More measures are expected to roll out to optimize capital management for State-owned enterprises (SOEs) in China, as a part of the country’s larger efforts to boost economic growth amid external challenges, experts said.
The measures would include further encouraging the mixed ownership reform and introducing new operational mechanisms for SOEs, and offering a more relaxed regulatory environment from the government, said Ma Jun, director at the Enterprise Research Institute under Development Research Center of the State Council.
The comments were made on Jan 12 at China Economic Prospect: Directions and Pathways for China’s SOE Reform in the New Era, an industry forum held by China Economic Times.
China had taken measures to tackle some SOEs’ structural problems in 2016, when the country’s top regulator for State assets, the State-owned Assets Supervision and Administration Commission, selected a group of 10 pilot State-owned companies and encouraged them to establish independent financial and operational arms to better manage their assets and serve the real economy.
Following the move, the SASAC said in late November it would release the second group of 10 pilot State-owned capital investment and operating companies.
Commenting on the moves, Xiao Yaqing, chairman of the SASAC, said earlier that those measures will help SOEs to have more efficient financial operations and resource management.
Xiao also said similar moves for provincial-level SOEs also will offer new momentum in driving regional economic growth.
Many provincial-level SOEs have started similar attempts with encouragement from local governments.
An example is the Shanxi State-owned Capital Investment and Operation Co Ltd. The company was set up to improve asset management in SOEs based in North China’s Shanxi province. The company owns and manages all shares from provincial-level SOEs, and is responsible for financial activities like mergers, acquisitions, investment, and many others.

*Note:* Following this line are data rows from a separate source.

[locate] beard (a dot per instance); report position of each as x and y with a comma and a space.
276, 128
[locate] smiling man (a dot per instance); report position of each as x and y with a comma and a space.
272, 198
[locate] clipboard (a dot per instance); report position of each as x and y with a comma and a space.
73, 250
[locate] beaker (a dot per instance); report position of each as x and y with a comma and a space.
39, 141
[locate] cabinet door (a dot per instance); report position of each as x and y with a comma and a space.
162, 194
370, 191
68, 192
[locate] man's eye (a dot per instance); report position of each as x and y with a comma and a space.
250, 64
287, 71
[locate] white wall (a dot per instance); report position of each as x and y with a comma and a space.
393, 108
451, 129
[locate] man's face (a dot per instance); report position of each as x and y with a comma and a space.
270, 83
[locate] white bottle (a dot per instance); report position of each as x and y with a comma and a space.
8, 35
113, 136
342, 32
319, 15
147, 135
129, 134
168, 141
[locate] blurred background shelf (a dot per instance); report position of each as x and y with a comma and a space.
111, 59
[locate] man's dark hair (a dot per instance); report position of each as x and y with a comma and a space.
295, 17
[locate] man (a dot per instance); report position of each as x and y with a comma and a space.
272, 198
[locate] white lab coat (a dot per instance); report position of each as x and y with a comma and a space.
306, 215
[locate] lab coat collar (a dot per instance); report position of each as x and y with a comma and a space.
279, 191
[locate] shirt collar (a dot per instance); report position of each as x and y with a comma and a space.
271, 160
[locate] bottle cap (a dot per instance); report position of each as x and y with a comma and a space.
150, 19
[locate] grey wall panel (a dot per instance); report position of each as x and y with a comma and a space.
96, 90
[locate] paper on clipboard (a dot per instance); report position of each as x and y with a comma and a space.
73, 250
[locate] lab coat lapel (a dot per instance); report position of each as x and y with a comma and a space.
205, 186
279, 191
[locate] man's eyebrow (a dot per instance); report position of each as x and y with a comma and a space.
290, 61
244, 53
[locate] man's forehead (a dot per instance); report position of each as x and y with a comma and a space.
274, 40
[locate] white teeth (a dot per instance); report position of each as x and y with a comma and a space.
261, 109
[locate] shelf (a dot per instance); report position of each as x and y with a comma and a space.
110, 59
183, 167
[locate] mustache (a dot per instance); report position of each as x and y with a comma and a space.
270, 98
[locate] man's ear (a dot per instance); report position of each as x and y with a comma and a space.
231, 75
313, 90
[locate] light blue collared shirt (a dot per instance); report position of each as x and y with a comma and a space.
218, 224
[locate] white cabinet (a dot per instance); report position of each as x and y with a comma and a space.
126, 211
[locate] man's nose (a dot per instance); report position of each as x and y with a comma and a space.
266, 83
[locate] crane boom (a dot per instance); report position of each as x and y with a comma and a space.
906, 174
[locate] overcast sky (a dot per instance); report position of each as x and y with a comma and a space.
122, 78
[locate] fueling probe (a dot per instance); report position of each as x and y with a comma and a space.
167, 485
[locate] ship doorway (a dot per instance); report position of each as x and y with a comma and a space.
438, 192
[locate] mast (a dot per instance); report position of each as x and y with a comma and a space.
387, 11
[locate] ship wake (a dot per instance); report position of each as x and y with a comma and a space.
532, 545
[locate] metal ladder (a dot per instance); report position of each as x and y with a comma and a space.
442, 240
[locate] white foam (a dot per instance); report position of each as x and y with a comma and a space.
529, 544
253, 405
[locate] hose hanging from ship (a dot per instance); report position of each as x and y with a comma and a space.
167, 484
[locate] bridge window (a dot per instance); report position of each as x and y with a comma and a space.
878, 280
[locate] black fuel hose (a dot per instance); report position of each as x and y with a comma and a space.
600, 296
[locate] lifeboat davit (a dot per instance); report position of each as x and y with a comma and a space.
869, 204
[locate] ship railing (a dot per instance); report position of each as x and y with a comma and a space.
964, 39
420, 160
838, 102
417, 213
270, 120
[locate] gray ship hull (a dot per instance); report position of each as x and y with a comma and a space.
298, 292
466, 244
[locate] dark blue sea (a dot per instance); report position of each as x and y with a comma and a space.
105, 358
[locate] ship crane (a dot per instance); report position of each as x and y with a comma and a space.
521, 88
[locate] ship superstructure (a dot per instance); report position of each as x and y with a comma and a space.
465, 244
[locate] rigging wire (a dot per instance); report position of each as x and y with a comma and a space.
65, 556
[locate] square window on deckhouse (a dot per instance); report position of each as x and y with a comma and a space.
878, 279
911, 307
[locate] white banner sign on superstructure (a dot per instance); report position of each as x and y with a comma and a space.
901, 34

“We are confident in the attempt, but we have also realized numerous challenges, such as rising risks in transactions. We hope to see more guidelines from the central government on moves alike,” said Gao Chunyi, a division chief for SOE reform at the State-owned Assets Supervision and Administration Commission of Shanxi Provincial Government.
The province also has taken other measures effective to central SOE reform. For example, the local government has encouraged a total of seven provincial-level central SOEs to adopt mixed-ownerships structures.
In response to the local government’s call for mixed-ownership reform, Shanxi’s major baijiu (white alcohol) brand, Shanxi Xinghuacun Fenjiu Group Co Ltd, has transferred 11.45 percent of its shares last June to CR Enterprise, a subsidiary of China Resources (Holdings) Co Ltd, as a crucial step of its mixed-ownership reform.
Moreover, the company has optimized its management systems with reference to CR Enterprise’s experience.
“The move has largely raised the group’s operational efficiency and marked a crucial step for Shanxi-based SOEs’ reform process,” said Li Qiuxi, Party-secretary and chairman of Fenjiu Group.
According to Li, the group’s revenue in the alcohol sector doubled in 2018, compared with 2016. The group officially started its reform process in February of 2017.
“The group also benefits from a more relaxed regulatory environment, thanks to the local government,” Li said.